As Morrissette points out, a lot of their competitors can’t even get the label right, which is practically 101-level cGMP. “Look at the label,” he insists. “If it doesn’t look like ours, it’s not cGMP.”
But in going straight from the source country to the label specs, we’ve skipped an important step, and that is the how and where of the manufacturing process.
“We have a 60,000 square foot manufacturing facility and we’re building out another 30,000 square foot building close by,” he offers. “And it’s all built to an ISO Class 8 Cleanroom standard. That’s a very specific classification.” Specific, indeed, as well as impressive. Put simply, an ISO Class 8 Cleanroom has an air quality 100,000x cleaner than outside air. They are not cutting corners—on anything.

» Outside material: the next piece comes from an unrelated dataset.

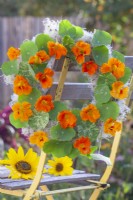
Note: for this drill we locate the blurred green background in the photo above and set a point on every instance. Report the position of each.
(116, 17)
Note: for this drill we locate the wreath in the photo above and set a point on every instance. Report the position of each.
(50, 124)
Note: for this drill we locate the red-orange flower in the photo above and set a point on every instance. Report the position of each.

The company’s meticulous efforts extend far beyond the quality of their manufacturing. They’re doubling as activists, supporting and working actively with the American Kratom Association to ensure the precious leaf is here to stay for all of us. For Morrissette, it’s about more than just MT Brands™. He recognizes his reliance on the ecosystem in which he’s chosen to exist and accordingly, has sought to develop a path forward by which all the legitimate players can grow and thrive. It’s the “rising tide lifts all boats” strategy, more or less.
Perhaps their biggest victory to date is the passage of the Kratom Consumer Protection Act in four states—Georgia, Nevada, Arizona and Utah. The act basically codifies a stringent set of standards required for the manufacturing of any kratom product sold within the borders of those states where it has become law. The benefits for the industry are twofold. First, as Morrissette explains, it “weeds out the bad actors.” Second, by virtue of the law’s existence, it provides a default legality for kratom within those states, eliminating the gray area in which the market currently exists, at least on a state level.

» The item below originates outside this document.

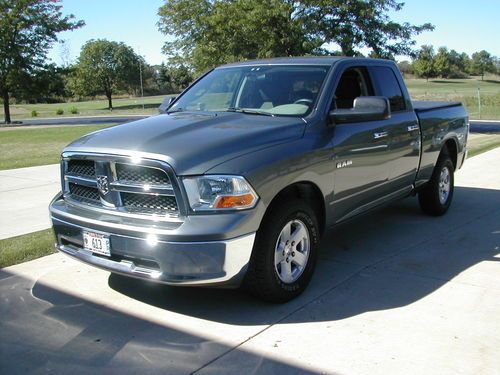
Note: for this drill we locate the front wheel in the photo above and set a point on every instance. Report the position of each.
(284, 254)
(435, 197)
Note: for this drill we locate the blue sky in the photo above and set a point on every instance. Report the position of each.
(464, 25)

Believe it or not,” Morrissette adds, “we have 21 additional states where the bill is being
presented and we’re very confident that they’ll go through. That means, if we’re successful, we’ll have a Kratom Consumer Protection Act in 25 states.”

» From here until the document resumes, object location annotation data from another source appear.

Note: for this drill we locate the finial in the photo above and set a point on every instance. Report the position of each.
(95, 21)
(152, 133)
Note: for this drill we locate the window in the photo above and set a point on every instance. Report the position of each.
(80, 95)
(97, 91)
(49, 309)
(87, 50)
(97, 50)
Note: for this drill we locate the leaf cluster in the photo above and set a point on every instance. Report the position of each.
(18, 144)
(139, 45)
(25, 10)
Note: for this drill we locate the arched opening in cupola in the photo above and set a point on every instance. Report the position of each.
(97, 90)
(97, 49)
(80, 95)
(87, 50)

At the Federal level, there have been no tangible movements yet, but he’s making regular trips to the nation’s capital to plant the seeds there as well, and he’s confident in what he’s beginning to see.
“I have some incredible consultants in D.C.,” he says. “I think we’ll to begin to see a lot more support in Congress, in both the Senate and the House . . . I don’t think there’s really any chance at all that kratom could be made illegal in the United States. As a matter of fact, I see it on an upward climb.”